En outre, l’attestation de l’expert-comptable du 27 septembre 2021 indique, sur la période du 1er avril 2019 au 31 mars 2020, un écart de 15.674,45 euros entre le solde théorique des comptes clients et le solde réel des comptes clients. Toutefois, il précise : "Nous ne connaissons pas les causes de cet écart qui peuvent être multiples :
— erreur de facturation (exemple doublon de facturation),
— erreur d’encaissement ,
— erreur sur la détermination du dû client à l’ouverture de l’exercice ou à la clôture de l’exercice".
Si de tels éléments ne sont pas contestables, ils ne permettent pas d’imputer à Mme [M] [TG] la faute évoquée dans la lettre de licenciement, d’autant qu’aucune attestation des salariées nommément désignées n’est produite, de sorte que ce grief ne peut pas être retenu.
*****
Il résulte des développements précédents que sont retenus les faits suivants :
— absence de suivi et de contrôle concernant le nettoyage des chambres ;
— absence d’indication de ses heures de travail sur les plannings.
Compte tenu de ses responsabilités, de tels griefs constituent une négligence fautive, mais ils ne sauraient à eux seuls caractériser un degré de gravité tel que le contrat de travail ne pouvait se poursuivre au cours du délai de préavis.

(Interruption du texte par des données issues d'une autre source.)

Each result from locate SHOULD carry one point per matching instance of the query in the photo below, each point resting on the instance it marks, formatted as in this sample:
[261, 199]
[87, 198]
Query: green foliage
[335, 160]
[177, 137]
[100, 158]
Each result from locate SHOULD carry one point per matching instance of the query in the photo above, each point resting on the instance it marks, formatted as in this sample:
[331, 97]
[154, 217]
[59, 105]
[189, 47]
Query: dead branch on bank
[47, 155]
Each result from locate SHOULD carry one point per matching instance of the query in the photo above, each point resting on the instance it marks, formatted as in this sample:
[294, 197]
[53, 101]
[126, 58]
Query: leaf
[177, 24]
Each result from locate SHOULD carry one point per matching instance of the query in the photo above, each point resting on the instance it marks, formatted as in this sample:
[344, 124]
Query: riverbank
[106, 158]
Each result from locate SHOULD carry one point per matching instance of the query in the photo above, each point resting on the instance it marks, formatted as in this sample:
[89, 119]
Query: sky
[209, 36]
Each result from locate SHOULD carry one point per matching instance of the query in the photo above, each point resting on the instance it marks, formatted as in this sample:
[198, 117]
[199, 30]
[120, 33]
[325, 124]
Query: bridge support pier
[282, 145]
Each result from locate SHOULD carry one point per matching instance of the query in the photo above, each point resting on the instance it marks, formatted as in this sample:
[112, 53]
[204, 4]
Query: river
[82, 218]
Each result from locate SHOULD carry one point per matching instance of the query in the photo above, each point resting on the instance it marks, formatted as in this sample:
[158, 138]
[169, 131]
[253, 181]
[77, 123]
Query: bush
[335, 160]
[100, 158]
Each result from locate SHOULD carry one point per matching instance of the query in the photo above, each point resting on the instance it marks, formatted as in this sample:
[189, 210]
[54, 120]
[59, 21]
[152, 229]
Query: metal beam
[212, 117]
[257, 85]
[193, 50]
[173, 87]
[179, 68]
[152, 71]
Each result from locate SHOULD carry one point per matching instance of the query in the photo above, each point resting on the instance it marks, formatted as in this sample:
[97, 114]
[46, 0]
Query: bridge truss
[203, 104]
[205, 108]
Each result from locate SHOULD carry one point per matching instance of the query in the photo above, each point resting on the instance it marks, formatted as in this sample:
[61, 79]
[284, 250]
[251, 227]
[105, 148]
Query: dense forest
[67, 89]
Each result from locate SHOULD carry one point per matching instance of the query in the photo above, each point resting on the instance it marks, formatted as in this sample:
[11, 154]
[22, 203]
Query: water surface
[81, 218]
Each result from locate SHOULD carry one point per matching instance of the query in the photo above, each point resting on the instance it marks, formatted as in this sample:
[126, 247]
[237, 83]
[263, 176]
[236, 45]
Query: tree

Dans ces conditions, le jugement sera confirmé en ce qu’il a débouté Mme [M] [TG] de ses demandes liées à la contestation du caractère réel et sérieux du licenciement et lui a alloué des sommes, dont le montant et l’évaluation ne sont pas contestés, au titre de l’indemnité compensatrice de préavis, des congés payés afférents, de l’indemnité légale de licenciement, du rappel de salaire sur mise à pied conservatoire et des congés payés y afférents.
6) Sur l’article 700 du code de procédure civile:
Mme [M] [TG] sollicite l’infirmation du jugement au titre des frais irrépétibles et la condamnation de l’employeur à lui payer une somme globale de 6.000 euros pour l’ensemble de la procédure.
La SAS [8] conclut à l’infirmation du jugement de ce chef et sollicite une somme de 3.000 euros au titre des frais irrépétibles.
Compte tenu des demandes formulées par les parties, le jugement sera infirmé du chef de l’indemnité allouée au titre de l’article 700 du code de procédure civile.
La SAS [8] sera condamnée, en équité, à payer à Mme [M] [TG] une somme de 2.500 euros sur le fondement de l’article 700 du code de procédure civile, pour l’ensemble de la procédure.
Elle sera déboutée de ce chef de demande.
7) Sur les dépens:
Le jugement sera confirmé en ce qu’il a condamné l’employeur aux dépens.
La SAS [8] sera condamnée aux dépens d’appel.
PAR CES MOTIFS
La cour, statuant contradictoirement, après en avoir délibéré conformément à la loi,
Infirme le jugement en ce qu’il a débouté Mme [M] [TG] de ses demandes au titre d’un rappel de salaire, de la contrepartie au travail de nuit et du préjudice moral ;
Infirme le jugement en ce qu’il a condamné la SAS [8] à payer à Mme [M] [TG] la somme de 1.000 euros au titre de l’article 700 du code de procédure civile ;
Confirme le jugement pour le surplus ;
Statuant à nouveau dans les limites de l’infirmation et y ajoutant,
Condamne la SAS [8], anciennement dénommée SAS [7], à payer à Mme [M] [TG] les sommes suivantes :
— 907,80 euros à titre de rappel de salaire pour la période du 4 mars 2019 au 6 avril 2020 ;
— 90,78 euros au titre des congés payés afférents ;
— 6,05 euros au titre de la contrepartie au travail de nuit ;
— 2.000 euros à titre de dommages et intérêts pour préjudice moral ;
— 2.500 euros au titre de l’article 700 du code de procédure civile pour l’ensemble de la procédure ;
Condamne la SAS [8] aux dépens d’appel ;
Déboute les parties du surplus de leurs demandes.